Die Polizei ermittelt erneut gegen mehrere Beschuldigte mit Clan-Bezug in Salzgitter. Dutzende Mannschaftswagen der Polizei fuhren am frühen Donnerstagmorgen bei einer Shisha-Bar in Lebenstedt vor. Zeitgleich wurden vier Wohnungen mit einem Großaufgebot durchsucht, zwei davon in Lebenstedt, eine in Broistedt und eine in Söhlde (Kreis Hildesheim), berichtet die federführende Staatsanwaltschaft Braunschweig. Weit mehr als 100 Beamte waren drei Stunden lang auf der Suche nach Beweismitteln in einem Verfahren wegen des Verdachts des Raubes und der gefährlichen Körperverletzung im Umfeld der Bar.

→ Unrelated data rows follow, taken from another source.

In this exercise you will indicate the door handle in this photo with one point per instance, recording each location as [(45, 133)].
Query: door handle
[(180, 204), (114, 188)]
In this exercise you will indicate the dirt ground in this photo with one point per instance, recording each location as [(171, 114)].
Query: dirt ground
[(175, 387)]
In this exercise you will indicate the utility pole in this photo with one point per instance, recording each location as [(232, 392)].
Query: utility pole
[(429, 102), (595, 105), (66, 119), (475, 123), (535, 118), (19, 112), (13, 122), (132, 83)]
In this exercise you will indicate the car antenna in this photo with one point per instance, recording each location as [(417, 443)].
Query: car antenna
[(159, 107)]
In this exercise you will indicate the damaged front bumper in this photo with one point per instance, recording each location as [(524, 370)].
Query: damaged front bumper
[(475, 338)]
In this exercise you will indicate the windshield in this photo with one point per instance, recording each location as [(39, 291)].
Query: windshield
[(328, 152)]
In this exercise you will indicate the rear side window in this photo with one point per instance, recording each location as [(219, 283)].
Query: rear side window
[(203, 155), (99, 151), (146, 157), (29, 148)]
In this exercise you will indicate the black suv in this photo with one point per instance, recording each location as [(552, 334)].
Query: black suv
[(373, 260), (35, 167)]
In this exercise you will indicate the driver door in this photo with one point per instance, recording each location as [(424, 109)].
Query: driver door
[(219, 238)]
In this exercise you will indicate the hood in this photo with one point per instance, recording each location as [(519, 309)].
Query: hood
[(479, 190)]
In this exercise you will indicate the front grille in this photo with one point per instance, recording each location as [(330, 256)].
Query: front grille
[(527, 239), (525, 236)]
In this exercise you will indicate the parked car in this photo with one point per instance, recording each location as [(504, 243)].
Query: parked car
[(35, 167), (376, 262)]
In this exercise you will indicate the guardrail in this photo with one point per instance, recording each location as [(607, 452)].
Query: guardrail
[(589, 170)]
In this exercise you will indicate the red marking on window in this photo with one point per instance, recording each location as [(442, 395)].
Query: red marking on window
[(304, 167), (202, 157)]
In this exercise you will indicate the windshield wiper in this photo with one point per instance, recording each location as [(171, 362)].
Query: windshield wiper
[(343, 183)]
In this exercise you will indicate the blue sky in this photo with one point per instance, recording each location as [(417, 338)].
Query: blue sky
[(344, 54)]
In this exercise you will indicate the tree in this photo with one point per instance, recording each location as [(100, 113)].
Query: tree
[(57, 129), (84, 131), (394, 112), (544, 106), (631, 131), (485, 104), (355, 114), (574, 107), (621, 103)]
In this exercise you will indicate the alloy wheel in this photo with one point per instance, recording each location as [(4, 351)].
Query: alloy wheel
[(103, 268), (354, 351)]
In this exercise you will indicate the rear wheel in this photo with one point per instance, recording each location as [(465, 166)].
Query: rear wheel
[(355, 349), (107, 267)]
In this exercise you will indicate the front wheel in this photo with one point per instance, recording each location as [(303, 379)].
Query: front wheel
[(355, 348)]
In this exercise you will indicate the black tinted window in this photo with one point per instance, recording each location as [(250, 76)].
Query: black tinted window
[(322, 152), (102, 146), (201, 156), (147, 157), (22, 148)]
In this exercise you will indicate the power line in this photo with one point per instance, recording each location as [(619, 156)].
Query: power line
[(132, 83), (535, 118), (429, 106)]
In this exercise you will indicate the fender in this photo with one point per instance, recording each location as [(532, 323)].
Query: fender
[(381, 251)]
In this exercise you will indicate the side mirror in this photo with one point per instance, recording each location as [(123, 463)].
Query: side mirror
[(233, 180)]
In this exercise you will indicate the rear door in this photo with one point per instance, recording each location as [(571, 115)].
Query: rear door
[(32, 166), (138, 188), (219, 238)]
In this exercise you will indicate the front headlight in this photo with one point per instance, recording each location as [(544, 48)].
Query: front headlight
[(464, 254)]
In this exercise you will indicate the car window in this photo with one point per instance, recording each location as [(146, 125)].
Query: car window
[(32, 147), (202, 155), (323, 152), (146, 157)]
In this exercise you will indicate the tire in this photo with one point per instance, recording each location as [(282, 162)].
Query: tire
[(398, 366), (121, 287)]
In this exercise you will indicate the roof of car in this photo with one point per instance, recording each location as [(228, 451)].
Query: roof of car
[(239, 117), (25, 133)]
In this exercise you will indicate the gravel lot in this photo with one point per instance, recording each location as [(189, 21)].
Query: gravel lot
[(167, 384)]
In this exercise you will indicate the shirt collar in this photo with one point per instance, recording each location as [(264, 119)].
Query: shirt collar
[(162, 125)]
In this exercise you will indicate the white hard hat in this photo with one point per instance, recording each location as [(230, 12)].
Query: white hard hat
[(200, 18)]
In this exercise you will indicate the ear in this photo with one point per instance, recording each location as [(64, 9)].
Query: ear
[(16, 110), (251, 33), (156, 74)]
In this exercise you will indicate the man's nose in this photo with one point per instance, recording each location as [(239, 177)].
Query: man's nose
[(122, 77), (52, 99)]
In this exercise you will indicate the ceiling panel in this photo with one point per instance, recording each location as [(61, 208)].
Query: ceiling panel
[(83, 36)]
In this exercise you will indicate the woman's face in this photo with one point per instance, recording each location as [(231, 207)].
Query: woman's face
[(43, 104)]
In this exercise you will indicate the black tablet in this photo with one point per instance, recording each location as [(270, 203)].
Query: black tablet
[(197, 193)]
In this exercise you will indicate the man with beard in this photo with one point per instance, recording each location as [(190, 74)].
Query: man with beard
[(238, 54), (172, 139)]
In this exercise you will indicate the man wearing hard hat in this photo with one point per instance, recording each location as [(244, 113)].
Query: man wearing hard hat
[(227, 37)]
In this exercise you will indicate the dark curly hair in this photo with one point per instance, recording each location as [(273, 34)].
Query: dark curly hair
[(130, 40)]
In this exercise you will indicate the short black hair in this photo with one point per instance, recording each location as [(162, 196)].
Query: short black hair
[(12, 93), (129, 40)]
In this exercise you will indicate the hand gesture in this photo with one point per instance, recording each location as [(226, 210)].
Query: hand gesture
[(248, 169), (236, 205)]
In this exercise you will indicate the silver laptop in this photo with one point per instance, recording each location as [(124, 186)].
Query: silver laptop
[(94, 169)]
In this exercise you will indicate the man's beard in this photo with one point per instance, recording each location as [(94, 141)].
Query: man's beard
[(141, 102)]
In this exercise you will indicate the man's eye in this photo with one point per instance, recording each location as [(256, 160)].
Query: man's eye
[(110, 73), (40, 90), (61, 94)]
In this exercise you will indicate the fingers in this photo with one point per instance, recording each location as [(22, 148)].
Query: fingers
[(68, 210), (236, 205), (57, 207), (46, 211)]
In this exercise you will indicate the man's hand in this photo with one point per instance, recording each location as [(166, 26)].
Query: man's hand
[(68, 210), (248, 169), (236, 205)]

Das stellte die Polizei sicher

Sie wurden fündig: Die Polizei stellte im Zuge der Durchsuchungen einige potenzielle Beweismittel sicher, die nun ausgewertet werden müssten, schildert Christian Wolters, Sprecher der Braunschweiger Staatsanwaltschaft, „Insbesondere Datenträger wie zum Beispiel Handys.“ Zu den weiteren Hintergründen wolle man aus „ermittlungstaktischen Gründen“ derzeit keine Angaben machen.

Shisha-Bar bekam bereits vor zwei Jahren Besuch von einem Großaufgebot

Vor rund zwei Jahren war die gleiche Shisha-Bar bereits Ziel eines großen Polizeieinsatzes. Damals waren 600 Beamte im Einsatz, als die Immobilie an der Berliner Straße, ein Großmarkt in Hannover, ein Gemüseladen in Lebenstedt sowie mehrere Wohnungen durchsucht wurden. Auslöser waren damals zwei Verfahren wegen des Verdachts des schweren Raubs und der gefährlichen Körperverletzung.

Ein Fall von Paralleljustiz?

Später kam es zu Anklagen gegen mehrere Mitglieder eines arabischstämmigen Clans aus Salzgitter. Eines der Gerichtsverfahren endete mit Freisprüchen. Die mutmaßlich Geschädigten wollten ihre Aussagen vor Gericht nicht wiederholen. Einer von ihnen räumten bei der Vernehmung ein, zuvor Besuch von der Familie erhalten zu haben. Offenkundig ein Fall von Paralleljustiz. Ein weiteres Verfahren mit Bezug zu den Durchsuchungen aus dem Jahr 2018 ist noch vor dem Landgericht Braunschweig anhängig.

Auch der „Pate von Salzgitter“ gehört zum Clan

Mitglieder des Clans sind in der Vergangenheit immer wieder mit teils schweren Straftaten aufgefallen. Unter ihnen der sogenannte „Pate von Salzgitter“, ein verurteilter Schwerkrimineller, der im großen Stil mit Drogen gehandelt hat. Nach Ansicht der Staatsanwaltschaft sogar noch im Knast. Die Polizei rechnet ihn dem Bereich der organisierten Kriminalität zu.